In 1910, after hailstorms and flooding, the grape crops were drastically reduced. In addition, crops were devastated by the Phylloxera outbreak. A result of this outbreak was a significant amount of loss of income. At this point in time, Champagne was growing a superior region, but with the lack of grape supply, this encouraged Champagne houses to look to other regions for their fruit. They found the fruit to be plentiful and significantly cheaper. Newspapers fueled the fire of discontent. At this point in time, there weren’t real laws in place to protect the grape grower or the consumer. In reality, the Champagne houses were being allowed to produce faux Champagne and sell it at the higher quality prices. This outraged the vine growers, since they believed their fruit was far more superior to the “foreign” grapes and that it could not be called Champagne until it was produced using their grapes.
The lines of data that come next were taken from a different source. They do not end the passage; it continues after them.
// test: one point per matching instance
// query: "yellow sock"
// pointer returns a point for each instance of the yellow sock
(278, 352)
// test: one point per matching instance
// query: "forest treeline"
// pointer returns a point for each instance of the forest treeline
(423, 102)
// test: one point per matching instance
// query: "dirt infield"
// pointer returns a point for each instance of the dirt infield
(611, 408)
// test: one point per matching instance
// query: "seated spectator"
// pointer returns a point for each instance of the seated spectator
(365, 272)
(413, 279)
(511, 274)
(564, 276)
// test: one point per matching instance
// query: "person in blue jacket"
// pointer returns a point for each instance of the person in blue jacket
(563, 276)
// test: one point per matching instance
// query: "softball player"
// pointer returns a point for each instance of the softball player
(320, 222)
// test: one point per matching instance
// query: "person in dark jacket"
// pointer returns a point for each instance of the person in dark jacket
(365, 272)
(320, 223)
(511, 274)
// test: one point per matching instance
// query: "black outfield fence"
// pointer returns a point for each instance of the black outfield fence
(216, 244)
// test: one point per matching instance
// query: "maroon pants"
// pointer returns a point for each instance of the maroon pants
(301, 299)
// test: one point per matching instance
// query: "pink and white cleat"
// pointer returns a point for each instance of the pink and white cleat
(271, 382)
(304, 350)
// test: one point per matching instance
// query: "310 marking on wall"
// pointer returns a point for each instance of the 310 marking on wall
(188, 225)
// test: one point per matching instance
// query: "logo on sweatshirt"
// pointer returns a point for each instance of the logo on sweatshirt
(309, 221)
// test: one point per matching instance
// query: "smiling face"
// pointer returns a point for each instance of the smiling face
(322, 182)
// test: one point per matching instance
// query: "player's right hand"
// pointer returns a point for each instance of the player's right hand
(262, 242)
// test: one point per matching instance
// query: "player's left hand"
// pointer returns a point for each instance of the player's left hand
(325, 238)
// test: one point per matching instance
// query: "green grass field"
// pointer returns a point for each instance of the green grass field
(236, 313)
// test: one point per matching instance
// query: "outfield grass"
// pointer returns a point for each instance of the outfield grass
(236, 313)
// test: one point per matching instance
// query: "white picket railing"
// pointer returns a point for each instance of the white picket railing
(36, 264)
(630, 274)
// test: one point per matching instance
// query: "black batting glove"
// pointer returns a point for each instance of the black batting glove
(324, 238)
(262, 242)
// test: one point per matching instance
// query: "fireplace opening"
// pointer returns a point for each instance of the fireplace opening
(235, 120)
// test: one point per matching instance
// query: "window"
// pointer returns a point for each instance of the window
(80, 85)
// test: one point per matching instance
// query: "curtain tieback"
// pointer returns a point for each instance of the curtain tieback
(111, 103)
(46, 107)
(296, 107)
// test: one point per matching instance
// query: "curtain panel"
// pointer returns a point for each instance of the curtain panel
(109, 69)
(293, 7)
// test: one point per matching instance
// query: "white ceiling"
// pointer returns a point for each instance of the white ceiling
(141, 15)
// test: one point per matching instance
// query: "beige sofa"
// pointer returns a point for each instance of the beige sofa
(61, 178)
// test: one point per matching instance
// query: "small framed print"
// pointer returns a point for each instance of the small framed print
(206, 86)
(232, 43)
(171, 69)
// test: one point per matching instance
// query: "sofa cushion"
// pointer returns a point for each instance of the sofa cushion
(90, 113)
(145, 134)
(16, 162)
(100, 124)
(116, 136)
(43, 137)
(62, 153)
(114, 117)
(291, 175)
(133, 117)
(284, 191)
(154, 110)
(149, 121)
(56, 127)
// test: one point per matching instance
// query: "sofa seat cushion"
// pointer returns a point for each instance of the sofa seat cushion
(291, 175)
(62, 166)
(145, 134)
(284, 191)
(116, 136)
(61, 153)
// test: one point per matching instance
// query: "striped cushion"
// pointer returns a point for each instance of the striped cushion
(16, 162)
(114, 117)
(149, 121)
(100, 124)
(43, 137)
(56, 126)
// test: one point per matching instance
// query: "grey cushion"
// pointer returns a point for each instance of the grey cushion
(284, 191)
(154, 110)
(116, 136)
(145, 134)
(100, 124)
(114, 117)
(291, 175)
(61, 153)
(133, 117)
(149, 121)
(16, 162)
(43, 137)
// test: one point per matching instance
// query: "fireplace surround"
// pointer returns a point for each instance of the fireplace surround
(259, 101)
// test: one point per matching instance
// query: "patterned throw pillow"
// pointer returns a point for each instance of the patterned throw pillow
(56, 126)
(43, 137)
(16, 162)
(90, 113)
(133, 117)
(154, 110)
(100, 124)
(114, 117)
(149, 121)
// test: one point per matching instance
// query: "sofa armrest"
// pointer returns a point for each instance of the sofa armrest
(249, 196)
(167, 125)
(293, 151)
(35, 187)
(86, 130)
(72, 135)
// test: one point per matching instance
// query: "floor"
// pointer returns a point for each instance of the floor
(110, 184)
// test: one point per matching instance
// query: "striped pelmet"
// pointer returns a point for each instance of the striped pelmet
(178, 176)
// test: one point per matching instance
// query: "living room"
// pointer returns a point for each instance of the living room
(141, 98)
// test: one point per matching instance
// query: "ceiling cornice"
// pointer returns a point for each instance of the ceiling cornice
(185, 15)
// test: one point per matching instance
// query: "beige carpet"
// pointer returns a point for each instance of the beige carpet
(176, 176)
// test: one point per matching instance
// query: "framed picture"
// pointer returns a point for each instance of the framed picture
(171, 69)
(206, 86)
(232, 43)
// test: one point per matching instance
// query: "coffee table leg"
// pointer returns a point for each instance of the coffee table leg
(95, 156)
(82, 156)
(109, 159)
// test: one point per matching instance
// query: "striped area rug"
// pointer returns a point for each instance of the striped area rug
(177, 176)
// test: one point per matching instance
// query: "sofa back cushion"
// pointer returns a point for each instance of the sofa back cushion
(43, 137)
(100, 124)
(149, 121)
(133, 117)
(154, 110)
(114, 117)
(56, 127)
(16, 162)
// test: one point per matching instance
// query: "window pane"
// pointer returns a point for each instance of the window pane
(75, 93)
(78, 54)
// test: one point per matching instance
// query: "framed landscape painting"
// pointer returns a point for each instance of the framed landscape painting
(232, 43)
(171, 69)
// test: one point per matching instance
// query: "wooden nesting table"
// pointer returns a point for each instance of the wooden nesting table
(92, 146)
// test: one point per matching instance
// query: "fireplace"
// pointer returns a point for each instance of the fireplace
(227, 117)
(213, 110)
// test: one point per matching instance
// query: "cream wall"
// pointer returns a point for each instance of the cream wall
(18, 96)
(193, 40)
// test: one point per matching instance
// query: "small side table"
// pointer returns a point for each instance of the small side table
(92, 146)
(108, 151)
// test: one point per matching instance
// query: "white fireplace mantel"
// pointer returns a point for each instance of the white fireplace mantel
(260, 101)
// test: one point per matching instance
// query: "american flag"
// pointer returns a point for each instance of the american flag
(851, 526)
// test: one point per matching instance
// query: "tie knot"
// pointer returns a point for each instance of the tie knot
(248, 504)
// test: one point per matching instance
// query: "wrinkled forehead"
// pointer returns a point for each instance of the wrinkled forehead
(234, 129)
The growers petitioned the government and ultimately a law was passed that 51% of the grapes had to be from Champagne in order to call it by that name.
This in turn made the Champagne houses, upset. They could no longer make the huge profits they had come accustomed to. They turned to hiring “commissionaires” to negotiate prices with the vineyards think Al Capone, Carlo Gambino, or John Dillinger doing what they did best in order to get the vine growers to “agree” to a price. This led to more poverty and more unsettlement. So in early 1911, the vineyard growers reached their saturation point and they rioted. They marched to Damrey and Hautvillliers and blocked the trucks coming from the Loire Valley that were carrying the grapes. They forced the trucks into the Marne River. They then continued to the warehouses of the known faux Champagne producers and tossed their barrels into the river. Many of the producers needed to escape their homes and hide in order to remain safe from the pillaging, fires and destruction.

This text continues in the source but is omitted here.